Regia di Luigi Petrini vedi scheda film
Un puglie campano, dopo aver assistito all’omicidio del padre per mano di un boss della camorra, trova nello sport il suo riscatto. La sorellina adolescente, che ha perso la parola in seguito a quell’attentato, lo segue come sua prima tifosa.

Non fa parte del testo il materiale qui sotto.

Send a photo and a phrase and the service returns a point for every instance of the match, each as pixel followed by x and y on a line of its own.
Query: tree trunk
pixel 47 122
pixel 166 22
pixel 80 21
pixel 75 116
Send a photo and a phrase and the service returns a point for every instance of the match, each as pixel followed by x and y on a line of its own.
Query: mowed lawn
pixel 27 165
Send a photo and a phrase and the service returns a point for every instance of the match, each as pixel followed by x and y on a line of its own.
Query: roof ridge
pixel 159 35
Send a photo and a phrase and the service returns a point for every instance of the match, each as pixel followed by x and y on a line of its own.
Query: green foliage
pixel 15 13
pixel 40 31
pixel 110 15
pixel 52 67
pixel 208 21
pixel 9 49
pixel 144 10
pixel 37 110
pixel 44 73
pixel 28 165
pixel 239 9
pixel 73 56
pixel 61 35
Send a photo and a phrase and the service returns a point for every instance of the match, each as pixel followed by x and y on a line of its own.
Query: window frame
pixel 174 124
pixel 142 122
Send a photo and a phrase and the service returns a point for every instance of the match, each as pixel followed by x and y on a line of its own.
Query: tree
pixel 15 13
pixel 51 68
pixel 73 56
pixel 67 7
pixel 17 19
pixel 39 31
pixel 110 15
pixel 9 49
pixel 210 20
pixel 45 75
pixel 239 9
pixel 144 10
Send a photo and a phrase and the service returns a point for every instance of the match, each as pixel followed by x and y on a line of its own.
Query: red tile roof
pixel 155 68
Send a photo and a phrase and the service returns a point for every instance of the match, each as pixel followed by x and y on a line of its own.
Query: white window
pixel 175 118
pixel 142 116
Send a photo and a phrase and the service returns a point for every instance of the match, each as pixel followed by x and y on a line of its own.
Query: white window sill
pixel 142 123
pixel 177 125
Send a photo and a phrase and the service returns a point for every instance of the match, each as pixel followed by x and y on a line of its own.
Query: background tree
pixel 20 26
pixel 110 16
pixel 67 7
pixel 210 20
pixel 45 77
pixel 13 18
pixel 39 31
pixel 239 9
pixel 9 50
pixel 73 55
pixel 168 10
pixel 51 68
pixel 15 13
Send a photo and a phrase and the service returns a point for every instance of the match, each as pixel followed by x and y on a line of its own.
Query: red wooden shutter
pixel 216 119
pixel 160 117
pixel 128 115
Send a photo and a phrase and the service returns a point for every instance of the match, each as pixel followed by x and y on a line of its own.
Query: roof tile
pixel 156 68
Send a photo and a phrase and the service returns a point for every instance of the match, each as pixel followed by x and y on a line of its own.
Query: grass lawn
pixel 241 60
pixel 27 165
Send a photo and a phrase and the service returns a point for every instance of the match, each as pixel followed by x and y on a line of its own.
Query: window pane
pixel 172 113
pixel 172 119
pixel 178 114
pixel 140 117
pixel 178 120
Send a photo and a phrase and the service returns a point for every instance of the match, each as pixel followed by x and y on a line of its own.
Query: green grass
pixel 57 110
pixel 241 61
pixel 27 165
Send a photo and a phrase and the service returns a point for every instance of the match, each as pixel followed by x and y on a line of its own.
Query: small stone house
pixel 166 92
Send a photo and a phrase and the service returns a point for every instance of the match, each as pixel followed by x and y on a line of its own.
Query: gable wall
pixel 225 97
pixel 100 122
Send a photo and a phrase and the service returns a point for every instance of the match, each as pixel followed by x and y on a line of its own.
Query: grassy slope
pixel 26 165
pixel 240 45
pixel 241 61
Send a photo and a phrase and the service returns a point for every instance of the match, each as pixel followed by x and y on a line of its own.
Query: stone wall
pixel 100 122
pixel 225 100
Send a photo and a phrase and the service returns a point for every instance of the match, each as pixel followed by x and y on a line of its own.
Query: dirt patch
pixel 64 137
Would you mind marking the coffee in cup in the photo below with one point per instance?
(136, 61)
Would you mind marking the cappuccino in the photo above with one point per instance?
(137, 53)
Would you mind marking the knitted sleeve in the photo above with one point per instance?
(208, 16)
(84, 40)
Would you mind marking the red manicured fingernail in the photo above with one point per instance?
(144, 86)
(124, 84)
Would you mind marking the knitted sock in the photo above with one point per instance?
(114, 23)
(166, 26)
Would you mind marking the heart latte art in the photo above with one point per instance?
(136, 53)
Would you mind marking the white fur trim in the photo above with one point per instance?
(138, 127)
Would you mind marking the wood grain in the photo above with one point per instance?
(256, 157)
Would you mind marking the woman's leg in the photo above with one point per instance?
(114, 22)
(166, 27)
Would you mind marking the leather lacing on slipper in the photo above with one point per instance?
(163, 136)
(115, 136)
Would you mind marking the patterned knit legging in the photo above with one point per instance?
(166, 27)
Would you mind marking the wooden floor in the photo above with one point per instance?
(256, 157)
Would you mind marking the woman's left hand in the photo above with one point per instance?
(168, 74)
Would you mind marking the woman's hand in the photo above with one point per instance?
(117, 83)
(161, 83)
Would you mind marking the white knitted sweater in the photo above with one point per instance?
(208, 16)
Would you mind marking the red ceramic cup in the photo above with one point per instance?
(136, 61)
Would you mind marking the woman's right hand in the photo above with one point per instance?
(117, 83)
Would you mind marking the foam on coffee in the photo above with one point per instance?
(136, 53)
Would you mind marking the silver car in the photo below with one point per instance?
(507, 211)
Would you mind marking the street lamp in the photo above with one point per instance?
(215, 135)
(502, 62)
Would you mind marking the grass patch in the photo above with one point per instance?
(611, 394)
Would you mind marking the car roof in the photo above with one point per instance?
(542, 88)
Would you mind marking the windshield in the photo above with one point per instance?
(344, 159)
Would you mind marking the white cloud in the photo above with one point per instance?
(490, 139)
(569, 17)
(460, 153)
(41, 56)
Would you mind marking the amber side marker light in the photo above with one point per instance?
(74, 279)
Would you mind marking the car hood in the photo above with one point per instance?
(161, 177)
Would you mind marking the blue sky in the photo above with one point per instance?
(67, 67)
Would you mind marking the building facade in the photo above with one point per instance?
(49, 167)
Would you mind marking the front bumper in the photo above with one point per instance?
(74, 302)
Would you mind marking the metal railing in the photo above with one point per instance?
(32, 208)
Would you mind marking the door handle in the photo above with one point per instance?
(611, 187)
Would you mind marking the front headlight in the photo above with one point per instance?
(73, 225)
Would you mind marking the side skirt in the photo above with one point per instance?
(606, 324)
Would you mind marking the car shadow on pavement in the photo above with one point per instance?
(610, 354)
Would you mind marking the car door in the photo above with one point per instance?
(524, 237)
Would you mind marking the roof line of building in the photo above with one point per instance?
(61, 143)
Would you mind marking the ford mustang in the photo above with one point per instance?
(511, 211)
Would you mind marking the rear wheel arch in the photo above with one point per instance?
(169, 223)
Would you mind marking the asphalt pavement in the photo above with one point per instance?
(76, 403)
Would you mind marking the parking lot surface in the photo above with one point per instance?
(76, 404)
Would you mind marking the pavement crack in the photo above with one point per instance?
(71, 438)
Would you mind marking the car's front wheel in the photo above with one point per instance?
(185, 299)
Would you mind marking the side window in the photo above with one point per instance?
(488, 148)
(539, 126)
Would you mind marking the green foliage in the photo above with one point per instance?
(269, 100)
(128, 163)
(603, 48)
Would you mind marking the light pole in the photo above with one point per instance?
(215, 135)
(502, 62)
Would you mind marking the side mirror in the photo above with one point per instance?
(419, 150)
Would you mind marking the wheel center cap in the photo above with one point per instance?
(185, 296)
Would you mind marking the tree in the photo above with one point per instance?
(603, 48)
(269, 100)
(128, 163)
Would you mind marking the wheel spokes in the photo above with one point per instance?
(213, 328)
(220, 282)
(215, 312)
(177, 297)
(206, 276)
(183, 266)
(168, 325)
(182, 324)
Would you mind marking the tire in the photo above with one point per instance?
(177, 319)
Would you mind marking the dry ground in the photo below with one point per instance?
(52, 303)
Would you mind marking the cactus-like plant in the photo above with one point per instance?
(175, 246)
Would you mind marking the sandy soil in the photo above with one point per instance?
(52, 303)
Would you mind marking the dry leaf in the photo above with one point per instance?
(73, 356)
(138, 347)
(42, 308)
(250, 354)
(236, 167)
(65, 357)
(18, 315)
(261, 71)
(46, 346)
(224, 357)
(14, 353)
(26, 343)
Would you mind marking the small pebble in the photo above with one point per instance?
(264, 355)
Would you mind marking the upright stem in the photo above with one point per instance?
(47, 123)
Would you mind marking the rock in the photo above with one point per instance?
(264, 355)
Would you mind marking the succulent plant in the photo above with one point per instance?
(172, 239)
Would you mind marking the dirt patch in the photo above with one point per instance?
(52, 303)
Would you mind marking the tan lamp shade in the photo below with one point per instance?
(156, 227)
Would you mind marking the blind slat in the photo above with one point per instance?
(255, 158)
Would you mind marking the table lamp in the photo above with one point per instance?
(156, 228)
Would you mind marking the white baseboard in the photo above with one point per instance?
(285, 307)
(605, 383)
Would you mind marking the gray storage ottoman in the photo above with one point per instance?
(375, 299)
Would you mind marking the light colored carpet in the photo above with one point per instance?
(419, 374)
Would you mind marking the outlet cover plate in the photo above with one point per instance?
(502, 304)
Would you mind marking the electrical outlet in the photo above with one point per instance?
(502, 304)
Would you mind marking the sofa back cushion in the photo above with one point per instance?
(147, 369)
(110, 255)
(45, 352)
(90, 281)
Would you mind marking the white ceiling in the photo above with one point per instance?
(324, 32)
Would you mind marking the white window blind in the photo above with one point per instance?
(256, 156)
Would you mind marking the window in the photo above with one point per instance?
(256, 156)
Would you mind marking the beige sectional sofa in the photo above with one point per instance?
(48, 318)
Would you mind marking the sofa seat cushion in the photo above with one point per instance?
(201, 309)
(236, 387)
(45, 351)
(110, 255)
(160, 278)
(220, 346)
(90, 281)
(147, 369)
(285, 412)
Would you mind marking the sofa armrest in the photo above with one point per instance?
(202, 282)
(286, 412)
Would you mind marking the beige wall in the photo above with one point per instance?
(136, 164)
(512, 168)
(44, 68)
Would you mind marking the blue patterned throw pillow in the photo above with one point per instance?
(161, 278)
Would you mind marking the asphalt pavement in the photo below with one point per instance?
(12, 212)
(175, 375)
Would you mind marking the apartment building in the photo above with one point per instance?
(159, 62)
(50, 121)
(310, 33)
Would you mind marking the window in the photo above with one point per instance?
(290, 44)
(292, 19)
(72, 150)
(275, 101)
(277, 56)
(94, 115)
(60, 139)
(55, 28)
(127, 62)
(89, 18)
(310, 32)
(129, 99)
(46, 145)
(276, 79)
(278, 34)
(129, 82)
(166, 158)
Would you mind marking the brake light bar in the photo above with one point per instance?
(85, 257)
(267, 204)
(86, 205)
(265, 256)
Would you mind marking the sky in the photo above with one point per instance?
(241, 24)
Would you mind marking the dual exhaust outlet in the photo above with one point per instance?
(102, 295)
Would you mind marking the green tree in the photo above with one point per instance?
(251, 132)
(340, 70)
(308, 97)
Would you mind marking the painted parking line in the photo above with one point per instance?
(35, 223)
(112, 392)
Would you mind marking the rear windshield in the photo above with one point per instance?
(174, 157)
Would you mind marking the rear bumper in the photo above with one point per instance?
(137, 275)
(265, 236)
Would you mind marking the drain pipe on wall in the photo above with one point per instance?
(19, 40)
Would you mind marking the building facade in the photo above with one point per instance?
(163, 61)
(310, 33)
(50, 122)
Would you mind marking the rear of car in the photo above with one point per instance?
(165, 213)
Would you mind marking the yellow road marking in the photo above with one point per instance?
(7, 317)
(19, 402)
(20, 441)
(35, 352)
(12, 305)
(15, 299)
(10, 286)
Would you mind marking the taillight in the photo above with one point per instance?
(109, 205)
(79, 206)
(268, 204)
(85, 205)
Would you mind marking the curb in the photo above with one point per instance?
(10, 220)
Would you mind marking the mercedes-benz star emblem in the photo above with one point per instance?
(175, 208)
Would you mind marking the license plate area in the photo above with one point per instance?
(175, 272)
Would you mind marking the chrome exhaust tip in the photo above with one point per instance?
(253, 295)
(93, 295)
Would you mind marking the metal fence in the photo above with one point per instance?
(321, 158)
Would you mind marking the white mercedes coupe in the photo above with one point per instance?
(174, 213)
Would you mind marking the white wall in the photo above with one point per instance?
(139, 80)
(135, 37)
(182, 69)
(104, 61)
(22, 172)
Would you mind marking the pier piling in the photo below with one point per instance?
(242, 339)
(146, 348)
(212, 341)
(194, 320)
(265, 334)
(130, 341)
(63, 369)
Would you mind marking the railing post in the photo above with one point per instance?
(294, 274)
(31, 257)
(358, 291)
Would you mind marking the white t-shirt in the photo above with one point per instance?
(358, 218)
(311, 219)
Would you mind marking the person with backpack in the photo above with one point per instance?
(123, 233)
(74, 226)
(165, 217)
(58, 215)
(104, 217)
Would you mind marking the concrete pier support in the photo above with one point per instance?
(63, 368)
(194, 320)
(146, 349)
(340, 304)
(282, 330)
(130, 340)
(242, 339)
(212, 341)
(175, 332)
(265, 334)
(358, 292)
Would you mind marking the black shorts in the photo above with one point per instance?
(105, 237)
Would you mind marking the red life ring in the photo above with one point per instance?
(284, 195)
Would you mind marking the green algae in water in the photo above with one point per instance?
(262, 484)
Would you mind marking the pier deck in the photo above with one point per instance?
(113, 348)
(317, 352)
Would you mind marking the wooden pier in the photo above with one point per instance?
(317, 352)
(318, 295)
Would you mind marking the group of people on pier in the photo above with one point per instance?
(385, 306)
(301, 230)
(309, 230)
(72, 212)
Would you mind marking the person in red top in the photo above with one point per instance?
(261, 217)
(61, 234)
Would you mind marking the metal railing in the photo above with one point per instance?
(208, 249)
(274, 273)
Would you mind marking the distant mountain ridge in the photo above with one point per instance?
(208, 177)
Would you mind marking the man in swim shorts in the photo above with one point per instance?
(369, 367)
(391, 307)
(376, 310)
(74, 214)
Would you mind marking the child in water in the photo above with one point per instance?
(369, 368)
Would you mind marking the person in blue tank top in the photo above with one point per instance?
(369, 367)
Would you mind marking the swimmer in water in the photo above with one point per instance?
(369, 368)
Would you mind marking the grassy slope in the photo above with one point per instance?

Dopo un rapido apprendistato che conta due titoli in qualità di aiuto di Campogalliani e di Baldi (rispettivamente Rosmunda e Alboino e Due selvaggi a corte), Luigi Petrini passa in prima persona dietro la macchina da presa nel 1964 (Una storia di notte) e comincia quindi a licenziare pellicole popolari a basso o bassissimo budget. Con buona frequenza proseguirà con tale ruolino di marcia per una quindicina d’anni, per poi evidentemente arrendersi al declino del film di genere e all’ascesa di canali televisivi privati e homevideo. Fra le sue ultime produzioni c’è questo Ring, un film a dir poco sconclusionato che mette insieme elementi di poliziottesco/gangster in salsa camorristica con aperti riferimenti alle tipiche incursioni cinematografiche di quegli anni nell’universo sportivo (non a caso il banalissimo titolo si riferisce al quadrato della boxe), per sfociare infine in un vero e proprio lacrima movie, altro elemento basilare della produzione sul grande schermo italiano dell’epoca. Ring è, insomma, un guazzabuglio senza capo né coda che fa leva su una storia (sceneggiatura di Elfriede Gang e del regista) raffazzonata e pulsante emozioni forti, e una serie di interpreti presi dalle terze linee: Mario Cutini, Stella Carnacina, Nino Vingelli, Nikki Gentile, Armando Marra e la giovanissima Giorgia Lepore, con parti minori anche per l’esordiente Vittorio Vitolo – meglio noto in futuro come Victor Cavallo – e per il caratterista milanese, ma spesso come qui doppiato con accento emiliano, Pupo De Luca. Nemmeno il ritmo o l’azione salvano un minimo la blanda narrazione. 2,5/10.